Jam your dowel.....or old pen.... into the case.
Cut it to length with a 45 degree cut, just make sure it is short enough to sit on top of the mag.
Nibble off a piece of mirror small enough too fit on top of the mag with out touching ( about half inch square or round )
Glue mirror to end of pen or dowel.
Insert empty mag and lay your new doohickey on top of mag
Roll the doohickey on the mag and be amazed at the results.
Ive made and lost dozens of these things, they are great for bore sighting and very nice for checking the chamber too.

Most importantly they cost nowt and take 2 minutes to make.
I was going to post a pic but Ive lost mine and will have too make another LOL

Keeping it cheap is more fun.
And of course wear all appropriate safety clothing when attempting this project

That's a good tip!

Way cheaper than the laser chamber insert I usually use!
 
You guys do know that you can get a laser boresighter that simply attaches to the front of the muzzle magnetically?
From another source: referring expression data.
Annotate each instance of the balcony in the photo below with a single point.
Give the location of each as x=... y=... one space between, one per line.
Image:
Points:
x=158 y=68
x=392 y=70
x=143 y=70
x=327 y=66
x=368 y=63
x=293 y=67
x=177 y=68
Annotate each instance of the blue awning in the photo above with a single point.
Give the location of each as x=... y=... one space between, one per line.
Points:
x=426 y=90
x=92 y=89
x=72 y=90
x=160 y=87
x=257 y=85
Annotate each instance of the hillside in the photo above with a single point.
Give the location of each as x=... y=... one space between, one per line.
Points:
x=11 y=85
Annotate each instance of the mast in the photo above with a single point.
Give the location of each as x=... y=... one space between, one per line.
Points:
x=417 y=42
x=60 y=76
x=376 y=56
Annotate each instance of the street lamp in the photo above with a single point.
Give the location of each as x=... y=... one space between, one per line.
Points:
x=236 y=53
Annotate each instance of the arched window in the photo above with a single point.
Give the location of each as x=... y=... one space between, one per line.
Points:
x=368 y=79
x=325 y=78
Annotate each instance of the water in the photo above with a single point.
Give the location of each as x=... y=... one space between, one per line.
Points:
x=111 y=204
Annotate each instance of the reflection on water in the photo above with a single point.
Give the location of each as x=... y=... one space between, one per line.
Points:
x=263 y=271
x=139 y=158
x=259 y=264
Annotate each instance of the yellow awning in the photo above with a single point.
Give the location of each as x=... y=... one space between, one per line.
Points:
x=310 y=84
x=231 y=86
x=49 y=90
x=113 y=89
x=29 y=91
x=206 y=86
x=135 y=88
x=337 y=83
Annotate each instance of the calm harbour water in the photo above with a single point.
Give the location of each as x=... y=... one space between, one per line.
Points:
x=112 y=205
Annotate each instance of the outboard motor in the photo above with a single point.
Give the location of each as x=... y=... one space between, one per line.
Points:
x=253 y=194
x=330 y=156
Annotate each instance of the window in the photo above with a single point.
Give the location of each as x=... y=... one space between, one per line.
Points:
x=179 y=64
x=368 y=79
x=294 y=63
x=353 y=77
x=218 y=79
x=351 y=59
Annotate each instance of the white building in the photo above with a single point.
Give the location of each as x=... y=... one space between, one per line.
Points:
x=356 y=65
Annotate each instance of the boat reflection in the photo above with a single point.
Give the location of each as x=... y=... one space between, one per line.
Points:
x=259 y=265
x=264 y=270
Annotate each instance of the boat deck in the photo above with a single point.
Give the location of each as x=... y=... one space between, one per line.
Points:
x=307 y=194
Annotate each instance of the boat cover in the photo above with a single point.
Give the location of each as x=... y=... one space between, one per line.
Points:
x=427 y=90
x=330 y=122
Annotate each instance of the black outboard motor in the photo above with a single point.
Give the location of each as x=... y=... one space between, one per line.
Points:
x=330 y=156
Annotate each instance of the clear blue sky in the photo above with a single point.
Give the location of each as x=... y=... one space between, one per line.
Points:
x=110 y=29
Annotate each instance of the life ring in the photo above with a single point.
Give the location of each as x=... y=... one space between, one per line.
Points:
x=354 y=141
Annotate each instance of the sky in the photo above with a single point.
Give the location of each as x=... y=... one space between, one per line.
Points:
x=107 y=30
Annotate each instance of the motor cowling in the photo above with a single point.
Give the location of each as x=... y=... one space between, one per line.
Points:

Much better deal than the cartridge-shaped type because it works on any gun, any chambering. Not only can it be used to initially boresight your scope during installation, but if you like to play musical scopes and switch back and forth looking for just the right scope for your rifle, the muzzle-mounted type can be used to reproduce the sight-in of the original scope almost perfectly. By adjusting the new scope windage and elevation turrets until the red dot appears in exactly the same spot in the scope field of view as it did with the previous scope, the results are usually accurate to within 1MOA, often much less.

Just remember to check the muzzle before shooting! :)
 
Hey OP, where did you get that stock?

Treeline-M14

Looks like the price may have went up.
I bought the spring/spring guide replacement and a few other things from there to save on shipping costs at the same time.

When i bought the stock they had them listed as not available but i just emailed them and they still had stocks, they will even look for something fitting the grain pattern you want if you ask nicely , I think they just stopped listing stocks as tiger striped to avoid people crying it wasn't good enough.

was a pretty smooth deal over all they shipped USPS "i asked for that" and it came without any bs brokerage fees etc.